Publication year - 2012
Publication title -
journal of renal care
Language(s) - English
Resource type - Journals
SCImago Journal Rank - 0.381
H-Index - 27
eISSN - 1755-6686
pISSN - 1755-6678
DOI - 10.1111/j.1755-6686.2012.00273.x
Subject(s) - medicine , renal replacement therapy , dialysis , diabetes mellitus , diabetic nephropathy , end stage renal disease , disease , population , incidence (geometry) , transplantation , kidney transplantation , stage (stratigraphy) , kidney disease , intensive care medicine , pediatrics , endocrinology , paleontology , physics , environmental health , optics , biology
SUMMARY Background: In some countries, diabetic kidney disease (DKD) is responsible for half of all new patients requiring renal replacement therapy (RRT).

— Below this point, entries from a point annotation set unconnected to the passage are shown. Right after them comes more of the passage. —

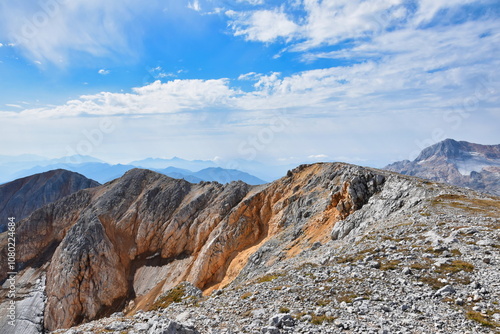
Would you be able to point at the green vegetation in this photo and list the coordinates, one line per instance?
(471, 205)
(284, 309)
(246, 295)
(478, 317)
(346, 296)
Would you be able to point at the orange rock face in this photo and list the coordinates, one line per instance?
(135, 237)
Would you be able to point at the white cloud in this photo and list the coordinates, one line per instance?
(262, 25)
(50, 31)
(195, 5)
(324, 22)
(252, 2)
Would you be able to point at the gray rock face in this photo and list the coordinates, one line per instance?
(21, 197)
(297, 255)
(459, 163)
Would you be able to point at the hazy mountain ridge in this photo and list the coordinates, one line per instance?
(21, 197)
(111, 248)
(459, 163)
(104, 172)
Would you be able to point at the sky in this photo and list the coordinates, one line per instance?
(281, 82)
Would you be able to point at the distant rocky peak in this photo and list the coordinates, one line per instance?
(451, 149)
(447, 148)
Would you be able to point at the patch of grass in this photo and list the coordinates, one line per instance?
(246, 295)
(455, 252)
(174, 295)
(319, 319)
(268, 278)
(433, 282)
(346, 296)
(470, 205)
(419, 266)
(455, 266)
(478, 317)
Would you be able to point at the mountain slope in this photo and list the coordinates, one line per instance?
(122, 247)
(21, 197)
(459, 163)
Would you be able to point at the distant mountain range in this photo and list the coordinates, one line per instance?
(96, 169)
(21, 197)
(459, 163)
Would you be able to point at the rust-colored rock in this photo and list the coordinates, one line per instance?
(137, 236)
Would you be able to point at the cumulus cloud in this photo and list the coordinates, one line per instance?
(195, 5)
(262, 25)
(50, 31)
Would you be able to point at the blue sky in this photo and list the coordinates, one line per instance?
(367, 82)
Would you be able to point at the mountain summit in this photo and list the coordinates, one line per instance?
(459, 163)
(21, 197)
(327, 242)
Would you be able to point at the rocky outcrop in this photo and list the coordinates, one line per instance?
(461, 163)
(398, 255)
(101, 243)
(21, 197)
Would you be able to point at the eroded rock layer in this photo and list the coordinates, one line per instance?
(124, 243)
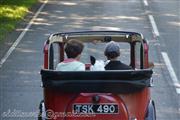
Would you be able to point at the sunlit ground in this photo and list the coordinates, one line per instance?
(12, 11)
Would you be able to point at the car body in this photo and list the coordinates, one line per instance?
(97, 95)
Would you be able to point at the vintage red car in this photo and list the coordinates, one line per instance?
(97, 95)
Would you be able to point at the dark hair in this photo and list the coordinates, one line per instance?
(111, 55)
(73, 48)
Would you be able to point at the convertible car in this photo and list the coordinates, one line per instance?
(97, 95)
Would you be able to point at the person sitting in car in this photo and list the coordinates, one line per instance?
(73, 50)
(112, 52)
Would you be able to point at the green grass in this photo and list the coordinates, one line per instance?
(11, 12)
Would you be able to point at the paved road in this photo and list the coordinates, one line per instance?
(20, 89)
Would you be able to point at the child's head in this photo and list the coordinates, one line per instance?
(73, 48)
(112, 50)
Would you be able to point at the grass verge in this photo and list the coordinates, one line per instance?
(11, 12)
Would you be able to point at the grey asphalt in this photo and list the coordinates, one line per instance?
(20, 89)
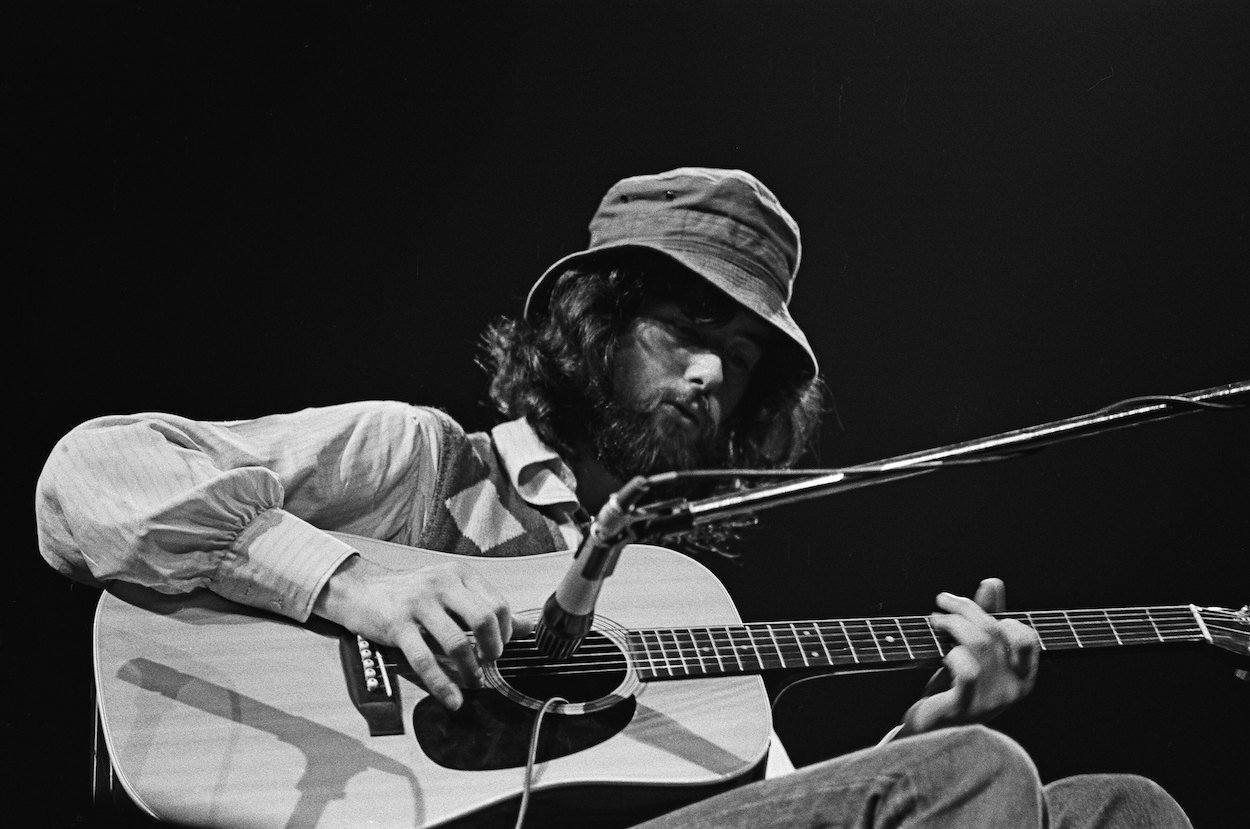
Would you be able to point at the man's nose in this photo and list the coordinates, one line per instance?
(705, 370)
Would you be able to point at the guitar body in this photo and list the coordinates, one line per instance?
(219, 715)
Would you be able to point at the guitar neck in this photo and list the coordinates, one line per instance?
(886, 642)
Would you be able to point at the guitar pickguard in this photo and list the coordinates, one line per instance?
(491, 732)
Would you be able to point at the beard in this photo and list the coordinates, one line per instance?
(648, 437)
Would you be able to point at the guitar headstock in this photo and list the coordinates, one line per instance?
(1229, 629)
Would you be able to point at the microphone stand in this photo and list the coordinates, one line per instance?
(569, 613)
(676, 517)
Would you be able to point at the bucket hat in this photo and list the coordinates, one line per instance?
(723, 225)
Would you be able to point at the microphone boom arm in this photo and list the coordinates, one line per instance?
(673, 518)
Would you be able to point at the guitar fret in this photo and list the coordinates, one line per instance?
(679, 658)
(868, 623)
(824, 645)
(803, 650)
(646, 652)
(904, 637)
(709, 647)
(776, 645)
(694, 649)
(729, 642)
(850, 645)
(1041, 640)
(664, 654)
(754, 648)
(1068, 619)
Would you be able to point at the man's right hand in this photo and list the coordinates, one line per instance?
(400, 607)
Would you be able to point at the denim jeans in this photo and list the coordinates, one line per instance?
(960, 778)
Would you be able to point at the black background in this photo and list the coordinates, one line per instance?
(1011, 213)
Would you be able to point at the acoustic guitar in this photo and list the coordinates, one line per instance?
(215, 714)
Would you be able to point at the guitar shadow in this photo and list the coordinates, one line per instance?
(659, 729)
(323, 782)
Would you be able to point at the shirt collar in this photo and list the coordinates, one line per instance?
(535, 470)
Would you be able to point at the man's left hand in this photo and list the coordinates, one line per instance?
(993, 665)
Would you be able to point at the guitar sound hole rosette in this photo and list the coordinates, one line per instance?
(598, 675)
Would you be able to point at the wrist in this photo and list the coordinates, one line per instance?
(341, 590)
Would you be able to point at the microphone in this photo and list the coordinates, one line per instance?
(570, 610)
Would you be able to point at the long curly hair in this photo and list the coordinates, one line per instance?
(558, 369)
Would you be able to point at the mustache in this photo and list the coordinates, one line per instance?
(696, 404)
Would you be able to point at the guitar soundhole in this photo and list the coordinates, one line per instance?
(591, 673)
(493, 729)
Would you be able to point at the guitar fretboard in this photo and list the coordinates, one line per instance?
(679, 653)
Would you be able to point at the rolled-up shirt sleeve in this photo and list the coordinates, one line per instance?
(235, 507)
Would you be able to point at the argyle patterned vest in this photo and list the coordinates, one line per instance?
(476, 510)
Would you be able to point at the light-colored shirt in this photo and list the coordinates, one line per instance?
(240, 507)
(243, 507)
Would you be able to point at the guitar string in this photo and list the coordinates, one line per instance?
(791, 650)
(614, 662)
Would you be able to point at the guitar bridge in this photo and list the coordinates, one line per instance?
(371, 685)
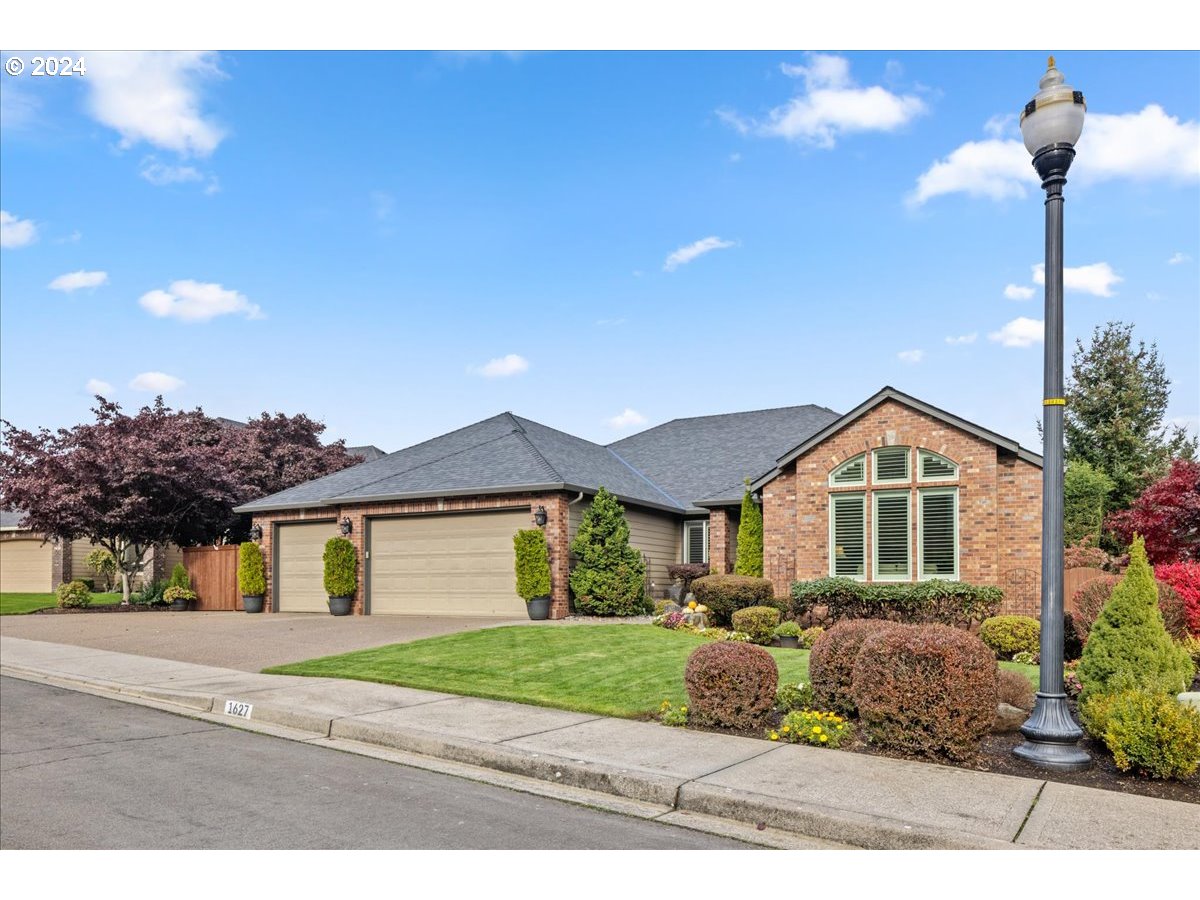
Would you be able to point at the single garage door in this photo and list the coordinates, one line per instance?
(25, 567)
(300, 573)
(445, 565)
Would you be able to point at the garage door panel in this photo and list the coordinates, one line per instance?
(25, 567)
(300, 569)
(445, 565)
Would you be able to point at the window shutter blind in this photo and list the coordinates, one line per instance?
(849, 551)
(892, 534)
(937, 534)
(892, 463)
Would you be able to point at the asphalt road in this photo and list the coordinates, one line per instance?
(81, 772)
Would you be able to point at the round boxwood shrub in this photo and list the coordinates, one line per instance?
(1152, 735)
(929, 690)
(731, 684)
(73, 595)
(832, 663)
(341, 568)
(1012, 634)
(725, 594)
(759, 622)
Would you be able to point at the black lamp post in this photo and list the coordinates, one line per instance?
(1050, 126)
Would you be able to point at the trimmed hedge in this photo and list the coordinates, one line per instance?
(731, 685)
(759, 622)
(1012, 634)
(929, 690)
(947, 603)
(725, 594)
(832, 663)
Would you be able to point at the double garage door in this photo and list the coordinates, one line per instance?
(456, 564)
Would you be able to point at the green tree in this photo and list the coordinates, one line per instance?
(749, 561)
(1085, 497)
(1116, 402)
(610, 575)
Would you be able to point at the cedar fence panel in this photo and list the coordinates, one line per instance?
(214, 573)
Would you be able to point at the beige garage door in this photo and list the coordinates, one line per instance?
(25, 567)
(299, 585)
(445, 565)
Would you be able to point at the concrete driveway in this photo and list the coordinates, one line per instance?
(235, 640)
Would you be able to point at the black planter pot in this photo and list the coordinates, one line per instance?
(539, 607)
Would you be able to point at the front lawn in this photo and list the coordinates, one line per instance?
(21, 604)
(609, 670)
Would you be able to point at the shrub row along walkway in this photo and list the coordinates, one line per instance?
(640, 768)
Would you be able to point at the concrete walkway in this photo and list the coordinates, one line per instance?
(789, 796)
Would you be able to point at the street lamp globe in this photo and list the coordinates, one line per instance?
(1055, 115)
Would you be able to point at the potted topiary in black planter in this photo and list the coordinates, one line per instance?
(251, 576)
(341, 575)
(533, 571)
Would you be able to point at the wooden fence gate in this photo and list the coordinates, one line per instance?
(214, 573)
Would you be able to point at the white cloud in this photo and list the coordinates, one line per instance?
(75, 281)
(627, 419)
(501, 366)
(685, 255)
(1143, 145)
(154, 96)
(829, 107)
(156, 382)
(198, 301)
(1020, 333)
(16, 232)
(1096, 279)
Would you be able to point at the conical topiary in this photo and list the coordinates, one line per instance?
(1128, 646)
(610, 576)
(749, 561)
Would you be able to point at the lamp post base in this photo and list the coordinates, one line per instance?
(1051, 736)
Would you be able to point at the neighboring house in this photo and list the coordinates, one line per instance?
(895, 490)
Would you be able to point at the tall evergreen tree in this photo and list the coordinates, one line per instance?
(1116, 402)
(749, 561)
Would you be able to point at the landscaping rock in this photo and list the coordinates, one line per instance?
(1008, 718)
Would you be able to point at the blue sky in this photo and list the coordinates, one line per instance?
(400, 244)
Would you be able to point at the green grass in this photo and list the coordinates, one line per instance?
(21, 604)
(609, 670)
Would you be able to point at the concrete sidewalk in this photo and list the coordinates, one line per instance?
(805, 797)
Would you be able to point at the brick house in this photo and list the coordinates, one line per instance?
(895, 490)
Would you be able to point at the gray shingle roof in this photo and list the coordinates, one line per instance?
(501, 454)
(708, 457)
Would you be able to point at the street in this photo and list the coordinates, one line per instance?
(83, 772)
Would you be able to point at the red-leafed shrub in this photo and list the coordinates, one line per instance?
(929, 690)
(1185, 579)
(1090, 599)
(832, 661)
(731, 684)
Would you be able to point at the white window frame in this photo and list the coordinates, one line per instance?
(840, 466)
(875, 535)
(833, 539)
(875, 467)
(687, 526)
(921, 478)
(921, 534)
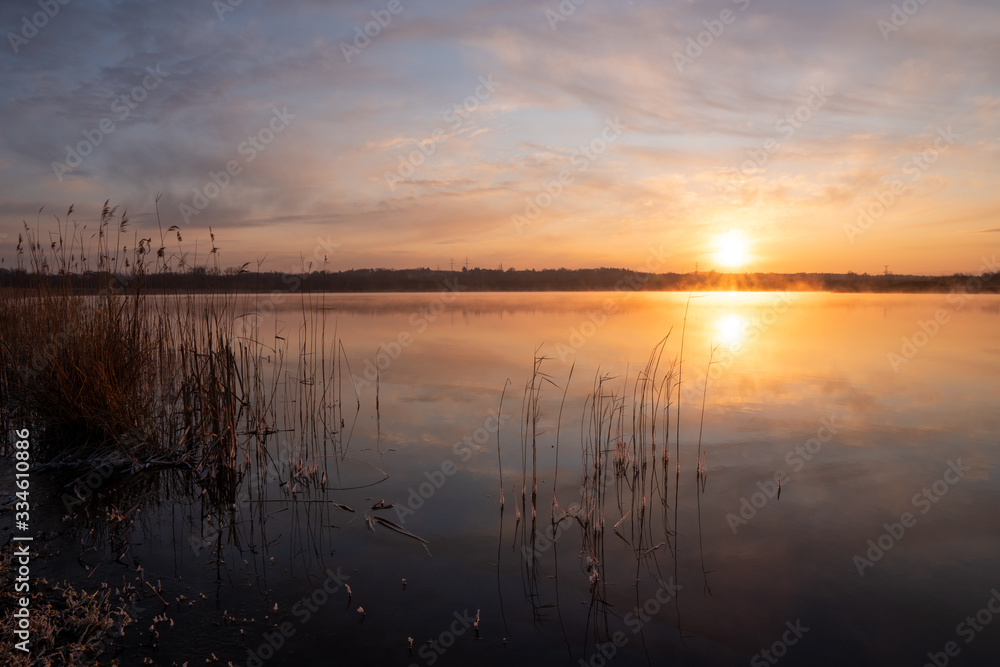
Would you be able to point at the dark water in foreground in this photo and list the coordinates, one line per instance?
(877, 412)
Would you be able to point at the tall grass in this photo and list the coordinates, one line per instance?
(100, 367)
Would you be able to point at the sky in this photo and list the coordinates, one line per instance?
(737, 135)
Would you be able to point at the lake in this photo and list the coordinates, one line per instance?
(658, 533)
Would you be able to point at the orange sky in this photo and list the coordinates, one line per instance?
(828, 136)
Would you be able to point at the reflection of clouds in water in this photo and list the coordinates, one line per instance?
(731, 329)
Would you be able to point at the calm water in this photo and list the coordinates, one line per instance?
(874, 439)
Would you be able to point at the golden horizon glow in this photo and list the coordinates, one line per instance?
(730, 329)
(732, 249)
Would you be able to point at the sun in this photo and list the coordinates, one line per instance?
(731, 249)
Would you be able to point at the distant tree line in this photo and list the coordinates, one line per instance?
(510, 280)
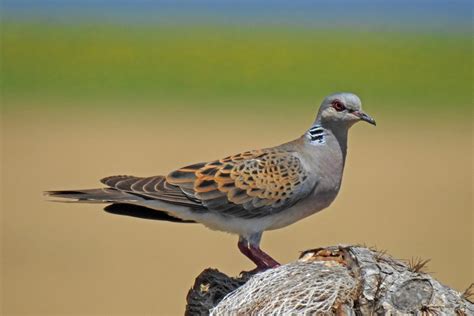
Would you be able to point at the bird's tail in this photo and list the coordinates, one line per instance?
(123, 203)
(103, 195)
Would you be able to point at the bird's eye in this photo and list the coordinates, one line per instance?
(338, 105)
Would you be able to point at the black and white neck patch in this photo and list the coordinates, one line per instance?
(316, 135)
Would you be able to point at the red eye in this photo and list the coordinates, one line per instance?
(338, 105)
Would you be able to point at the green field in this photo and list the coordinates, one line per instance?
(215, 62)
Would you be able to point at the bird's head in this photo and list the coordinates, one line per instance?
(342, 109)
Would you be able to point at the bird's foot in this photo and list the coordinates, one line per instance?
(258, 256)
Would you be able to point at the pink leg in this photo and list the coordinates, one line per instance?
(258, 256)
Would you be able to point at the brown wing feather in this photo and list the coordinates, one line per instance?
(250, 184)
(247, 185)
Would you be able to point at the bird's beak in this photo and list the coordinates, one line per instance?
(365, 117)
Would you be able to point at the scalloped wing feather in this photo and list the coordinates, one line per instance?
(250, 184)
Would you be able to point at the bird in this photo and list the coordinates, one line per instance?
(247, 193)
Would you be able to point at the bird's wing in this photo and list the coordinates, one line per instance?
(250, 184)
(247, 185)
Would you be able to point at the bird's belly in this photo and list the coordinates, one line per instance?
(303, 209)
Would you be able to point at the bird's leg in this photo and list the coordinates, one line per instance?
(251, 249)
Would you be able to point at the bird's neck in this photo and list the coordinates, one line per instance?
(338, 132)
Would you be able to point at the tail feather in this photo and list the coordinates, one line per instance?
(123, 203)
(104, 195)
(142, 212)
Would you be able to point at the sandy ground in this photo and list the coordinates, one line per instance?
(407, 189)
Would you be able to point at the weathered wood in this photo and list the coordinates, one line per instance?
(339, 280)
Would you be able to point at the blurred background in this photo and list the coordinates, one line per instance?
(97, 88)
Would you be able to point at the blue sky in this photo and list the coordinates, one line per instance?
(430, 14)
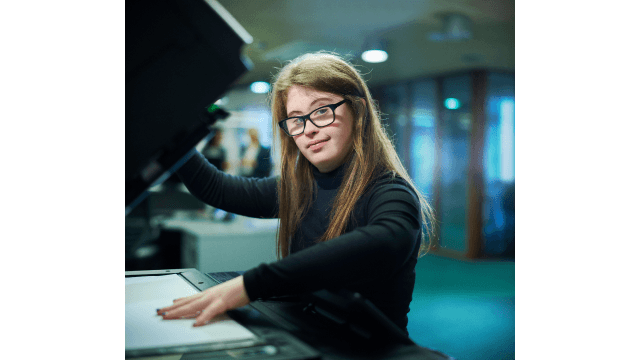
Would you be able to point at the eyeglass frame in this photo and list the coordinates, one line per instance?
(333, 107)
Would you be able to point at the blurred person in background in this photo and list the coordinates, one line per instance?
(256, 159)
(350, 216)
(215, 153)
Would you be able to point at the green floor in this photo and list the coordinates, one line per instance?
(464, 309)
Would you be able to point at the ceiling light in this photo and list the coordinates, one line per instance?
(452, 103)
(375, 56)
(375, 51)
(260, 87)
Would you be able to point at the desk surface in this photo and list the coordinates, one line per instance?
(273, 318)
(239, 226)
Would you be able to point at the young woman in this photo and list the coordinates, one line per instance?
(350, 217)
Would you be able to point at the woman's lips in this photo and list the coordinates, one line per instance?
(317, 145)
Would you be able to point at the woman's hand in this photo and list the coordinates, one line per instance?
(208, 304)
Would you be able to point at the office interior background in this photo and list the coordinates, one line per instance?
(447, 94)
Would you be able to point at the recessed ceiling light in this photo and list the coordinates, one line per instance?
(375, 56)
(452, 103)
(260, 87)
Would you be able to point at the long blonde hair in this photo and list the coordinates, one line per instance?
(372, 154)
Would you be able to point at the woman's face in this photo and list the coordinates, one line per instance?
(327, 147)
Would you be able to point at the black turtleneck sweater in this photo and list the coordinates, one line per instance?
(376, 257)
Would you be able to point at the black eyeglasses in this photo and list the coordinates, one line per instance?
(320, 117)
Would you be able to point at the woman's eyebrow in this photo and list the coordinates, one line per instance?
(311, 106)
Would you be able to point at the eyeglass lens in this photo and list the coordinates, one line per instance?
(321, 117)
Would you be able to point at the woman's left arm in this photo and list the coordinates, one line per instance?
(373, 250)
(378, 248)
(208, 304)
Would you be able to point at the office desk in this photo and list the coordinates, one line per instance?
(283, 323)
(212, 246)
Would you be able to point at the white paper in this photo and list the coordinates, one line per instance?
(144, 329)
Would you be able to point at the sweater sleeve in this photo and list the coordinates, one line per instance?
(240, 195)
(378, 248)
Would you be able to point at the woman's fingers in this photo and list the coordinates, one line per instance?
(215, 308)
(176, 305)
(188, 309)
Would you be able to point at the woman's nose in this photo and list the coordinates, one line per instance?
(310, 128)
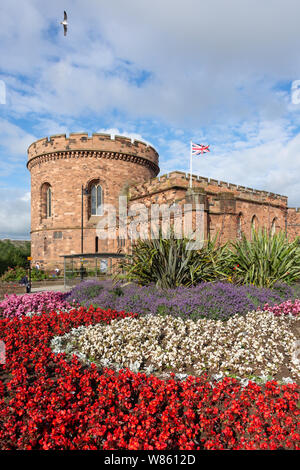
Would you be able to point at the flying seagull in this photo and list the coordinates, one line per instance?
(64, 23)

Understanding the relationship between early and later stages of DKD is important as it is a preventable cause of renal failure. This review aims to establish the trends in end‐stage renal disease (ESRD) due to diabetes in the United Kingdom as the first step in this understanding. Methods: Using annual reports from the UK Renal Registry, we summarise the presentation, incidence, prevalence and survival of ESRD patients with diabetes over the last 10–15 years. Results: Between 1995 and 2009, initiation of RRT in diabetes patients increased from 12.3 to 27.6 patients per million population (pmp). These rates are approximately five times less than those of Caucasians in the United States suggesting fundamental differences in early DKD management. Survival of diabetic patients on dialysis has improved such that prevalent numbers on RRT increased from 47 to 117 pmp in a 12‐year period. A longer time to prepare patients for RRT is strongly related with better outcomes. In 2002, 23% of all patients with diabetic nephropathy were referred late, within 90 days of RRT start; by 2009, this figure had fallen to 11.2%. Access to renal transplantation, the best form of RRT, has improved with almost 12.5% of new transplants occurring in patients with diabetes compared to 8.3% in 1997. Conclusions: End Stage DKD is more extensively and better treated now than in the late 1990s and coincides with a time of rapid expansion of UK renal services. More diabetes patients start RRT, patients are referred earlier and survive longer. The prevalence of end‐stage DKD is 2.5 times what it was just over 10 years ago. However, across the United Kingdom, there still exists variation in the incidence and outcomes of end‐stage DKD. That these figures have grown so much but are still dwarfed by other countries’ burden of DKD merits further research. Further prevention of DKD is achievable for the United Kingdom and particularly critical for developing nations who can least afford the expensive ‘option’ of RRT.